5. Budaya dan karakter bangsa yang beda
https://cdn.locari.jp/web/images/p/post_element/picture/29470/w621_picture.jpg
Ini paling esensial. Jangankan beda negara, beda kota atau beda provinsi aja, pola pikir, atau tradisi masyarakatnya beda. Apalagi Indonesia dan Jepang. Meski sama-sama negara yang berada di kawasan Asia, secara tipe bahasa mirip dengan bahasa Sunda dan Jawa yang sama-sama punya unggah-ungguh, secara karakter orangnya ramah dan sopan. Tapi, kita perlu tahu dan paham kalau gak sedikit pola pikir, tradisi, dan budaya masyarakat Jepang yang berbeda dengan kita.

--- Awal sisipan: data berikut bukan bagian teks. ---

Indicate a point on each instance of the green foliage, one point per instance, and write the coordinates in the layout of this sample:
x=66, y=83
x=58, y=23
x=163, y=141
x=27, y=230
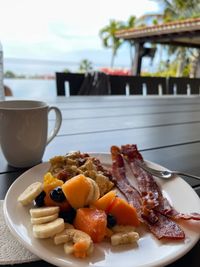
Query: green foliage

Orang Indonesia masih memegang nilai agama dalam hidupnya. Tapi orang Jepang gak gitu. Kebanyakan orang Jepang berpikir liberal, dan agnostik. Bagi kita yang masih memegang teguh nilai-nilai agama, perlu usaha untuk memahamkan mereka (orang Jepang) bahwa kita karakter masyarakatnya kaya gini, dan perlu keteguhan hati dan kerja keras untuk menunaikan kewajiban sebagai umat beragama.  


Soal karakter bangsa Jepang, di Jepang kekuatan senior atau yang disebut yuetsukan masih cukup kuat. Gak heran kalau junior segan atau hormat ke seniorya. Di Indonesia cukup banyak yang gak suka dengan istilah dan praktek senioritas. Nah, kalau kita diterima kerja di perusahaan Jepang di Jepang yang senioritasnya kuat, siap gak?

6. Orang Jepang tidak setoleran orang Indonesia
http://www.b92.net/news/pics/2016/03/23/89982809856f2faaa7382a439039779_orig.jpg
Indonesia dikenal dengan keberagamannya termasuk keberagaman suku bangsanya. Meski masih terjadi konflik antarsuku, tapi cukup banyak  di berbagai wilayah Indonesia, masyarakat yang berbeda suku bangsa bisa hidup berdampingan. Keberagaman yang ada di Indonesia ngebuat bangsanya menjadi bangsa yang bisa saling memahami satu sama lain, dan toleran ke orang lain.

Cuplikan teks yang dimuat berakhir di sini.